Life as a judge suited Henry Brown well. He preferred to "take refuge in the comparative repose of the bench" and "to exchange a position where one’s main ambition is to win for one where one’s sole ambition is to do justice." He served 14 years as a federal district judge, enjoying an excellent reputation, especially in the area of admiralty law, his specialty. He taught regularly at the University of Michigan Law School and was awarded honorary degrees from the University of Michigan and Yale University. Mr. Brown also consciously sought a more prestigious judicial appointment, ultimately casting his aspirations toward a seat on the U.S. Supreme Court itself. According to an early biographer, Henry Brown "did not hesitate to use all honorable means to attain the object of his ambition." The exact means pursued by Brown in this ambition remain unclear, but they seem to have included his willingness to ride circuit, helping to decide cases in other districts in need of temporary judicial assistance and making important political contacts along the way.

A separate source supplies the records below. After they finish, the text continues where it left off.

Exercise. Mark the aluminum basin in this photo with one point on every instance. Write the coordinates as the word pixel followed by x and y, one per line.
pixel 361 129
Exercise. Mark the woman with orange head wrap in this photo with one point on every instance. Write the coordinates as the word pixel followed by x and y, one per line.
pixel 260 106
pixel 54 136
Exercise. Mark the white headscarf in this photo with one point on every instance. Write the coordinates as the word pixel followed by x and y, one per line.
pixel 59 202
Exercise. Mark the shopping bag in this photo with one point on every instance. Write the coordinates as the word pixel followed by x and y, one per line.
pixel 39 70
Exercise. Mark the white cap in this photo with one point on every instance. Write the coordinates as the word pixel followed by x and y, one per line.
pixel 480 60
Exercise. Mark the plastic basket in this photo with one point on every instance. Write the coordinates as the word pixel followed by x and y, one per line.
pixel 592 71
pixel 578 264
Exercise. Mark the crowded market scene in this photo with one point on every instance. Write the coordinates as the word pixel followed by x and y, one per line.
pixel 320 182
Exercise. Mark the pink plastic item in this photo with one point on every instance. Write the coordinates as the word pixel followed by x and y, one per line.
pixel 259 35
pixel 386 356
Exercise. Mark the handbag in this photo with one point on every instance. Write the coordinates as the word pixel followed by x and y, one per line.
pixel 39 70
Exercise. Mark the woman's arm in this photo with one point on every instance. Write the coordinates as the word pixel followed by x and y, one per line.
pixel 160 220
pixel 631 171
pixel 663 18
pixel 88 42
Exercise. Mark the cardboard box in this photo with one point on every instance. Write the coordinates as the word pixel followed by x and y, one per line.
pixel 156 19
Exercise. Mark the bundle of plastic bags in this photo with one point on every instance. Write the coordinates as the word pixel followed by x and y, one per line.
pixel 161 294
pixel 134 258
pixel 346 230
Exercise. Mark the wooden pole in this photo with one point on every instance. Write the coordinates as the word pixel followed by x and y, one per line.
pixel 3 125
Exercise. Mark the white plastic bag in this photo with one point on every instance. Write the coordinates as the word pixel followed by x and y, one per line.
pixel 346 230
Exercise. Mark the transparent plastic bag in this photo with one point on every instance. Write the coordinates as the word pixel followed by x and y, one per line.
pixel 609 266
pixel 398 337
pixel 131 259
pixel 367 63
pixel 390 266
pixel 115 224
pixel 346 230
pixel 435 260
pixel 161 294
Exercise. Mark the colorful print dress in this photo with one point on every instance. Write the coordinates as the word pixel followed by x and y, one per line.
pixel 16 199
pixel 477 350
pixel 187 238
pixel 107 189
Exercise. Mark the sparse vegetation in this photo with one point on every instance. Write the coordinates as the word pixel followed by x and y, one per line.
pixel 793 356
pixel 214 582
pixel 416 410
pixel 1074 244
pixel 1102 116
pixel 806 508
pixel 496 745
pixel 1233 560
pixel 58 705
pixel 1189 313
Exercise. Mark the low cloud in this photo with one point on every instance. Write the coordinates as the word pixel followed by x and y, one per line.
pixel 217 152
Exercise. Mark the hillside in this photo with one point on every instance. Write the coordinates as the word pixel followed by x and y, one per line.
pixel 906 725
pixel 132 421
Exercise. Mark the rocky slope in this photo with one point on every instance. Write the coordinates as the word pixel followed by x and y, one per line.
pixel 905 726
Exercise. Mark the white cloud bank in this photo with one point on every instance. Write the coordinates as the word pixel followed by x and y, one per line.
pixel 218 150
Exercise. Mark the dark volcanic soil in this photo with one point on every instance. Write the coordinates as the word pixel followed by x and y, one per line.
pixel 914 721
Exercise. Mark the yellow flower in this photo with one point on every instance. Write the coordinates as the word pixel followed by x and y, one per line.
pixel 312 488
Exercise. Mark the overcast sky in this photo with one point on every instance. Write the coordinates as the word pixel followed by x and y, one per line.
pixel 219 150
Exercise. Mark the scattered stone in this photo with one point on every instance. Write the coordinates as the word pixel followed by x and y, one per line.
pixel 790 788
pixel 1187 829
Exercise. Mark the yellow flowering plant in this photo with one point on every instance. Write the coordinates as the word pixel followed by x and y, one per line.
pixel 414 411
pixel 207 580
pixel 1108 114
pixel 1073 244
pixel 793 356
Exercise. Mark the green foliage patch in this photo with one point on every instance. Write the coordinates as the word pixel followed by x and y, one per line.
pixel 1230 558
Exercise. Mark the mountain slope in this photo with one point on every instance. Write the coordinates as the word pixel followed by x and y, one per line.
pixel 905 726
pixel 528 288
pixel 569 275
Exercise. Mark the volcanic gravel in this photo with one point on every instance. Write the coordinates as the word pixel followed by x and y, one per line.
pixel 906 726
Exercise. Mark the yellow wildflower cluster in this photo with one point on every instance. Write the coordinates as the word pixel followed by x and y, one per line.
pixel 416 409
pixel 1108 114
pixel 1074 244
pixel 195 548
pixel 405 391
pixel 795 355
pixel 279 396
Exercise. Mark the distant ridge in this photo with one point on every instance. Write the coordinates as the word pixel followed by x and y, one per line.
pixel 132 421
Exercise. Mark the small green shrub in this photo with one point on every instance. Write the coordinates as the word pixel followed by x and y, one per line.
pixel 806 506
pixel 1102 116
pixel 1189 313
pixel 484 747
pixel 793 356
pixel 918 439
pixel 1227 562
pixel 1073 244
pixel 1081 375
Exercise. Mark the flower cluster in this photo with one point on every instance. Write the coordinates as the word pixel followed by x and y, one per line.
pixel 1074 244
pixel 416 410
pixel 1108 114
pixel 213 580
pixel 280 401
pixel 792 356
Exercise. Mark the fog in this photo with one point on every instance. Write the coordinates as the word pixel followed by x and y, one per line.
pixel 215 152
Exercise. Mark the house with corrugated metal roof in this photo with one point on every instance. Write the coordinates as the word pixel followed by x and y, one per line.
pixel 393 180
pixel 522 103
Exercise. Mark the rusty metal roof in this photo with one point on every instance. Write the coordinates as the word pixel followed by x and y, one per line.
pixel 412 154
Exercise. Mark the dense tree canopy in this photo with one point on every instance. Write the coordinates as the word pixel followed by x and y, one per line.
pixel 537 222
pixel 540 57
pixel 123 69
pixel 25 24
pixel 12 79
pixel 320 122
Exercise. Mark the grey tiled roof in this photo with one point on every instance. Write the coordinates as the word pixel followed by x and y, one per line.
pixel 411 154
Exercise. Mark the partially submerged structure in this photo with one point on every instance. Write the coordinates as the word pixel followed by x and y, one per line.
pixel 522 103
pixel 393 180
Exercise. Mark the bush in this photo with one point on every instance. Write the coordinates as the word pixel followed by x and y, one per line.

When Justice Stanley Matthews died in the spring of 1889, Judge Brown was one of the two most promising candidates to fill the vacancy left on the Supreme Court. The other was one of Mr. Brown’s classmates from Yale, David Brewer. President Benjamin Harrison eventually appointed Brewer to fill the seat left vacant by Matthews’s death. The following year, though, Justice Samuel F. Miller also died, and the president promptly nominated Henry Brown to assume the vacant seat on the Court. The Senate confirmed Brown’s appointment in December 1890, and he took his seat on the Court at the beginning of the New Year. Justice Brown credited his appointment to the support of his friend Judge Howell Edmunds Jackson, a Tennessee judge on the U.S. Court of Appeals for the Sixth Circuit. Mr. Brown reciprocated the favor by urging President Harrison to appoint Jackson to the Court two years later, after Justice Lamar died, and the president obliged by appointing Jackson in February 1893. Because of his eye problems, he resigned in 1906.
Henry Brown was a member of the Republican Party of the United States, who stood against government intervention in business and back the federal income tax. He was known to be a strong supporter of the Union and Abraham Lincoln.
Justice Brown was moderately conservative in his judicial views, but on a Court with such arch-conservatives as Stephen Field, David Brewer, and Rufus Peckham, Mr. Brown often found himself in the center of the Court’s political spectrum, anxious to secure compromise and to avoid dissent.
Views
Brown was a social Darwinist, and his views of women and minorities were at best, crabbed and at worst, racist.
Personality
Mr. Brown's was personally likeable (but ambitious), depressed and often full of doubt about himself.
Physical Characteristics:
From his childhood, Henry Brown had suffered eye problems. By the time he joined the Court, he was blind in one eye, and his work as a justice gradually ruined his other eye.
Connections
In 1864, Mr. Brown married Caroline Pitts, the daughter of a wealthy Michigan lumber merchant. They had no children. His first wife had died while on a trip abroad in 1901, and two years before leaving the Court Brown had married again to Josephine E. Tyler, the widow of his cousin.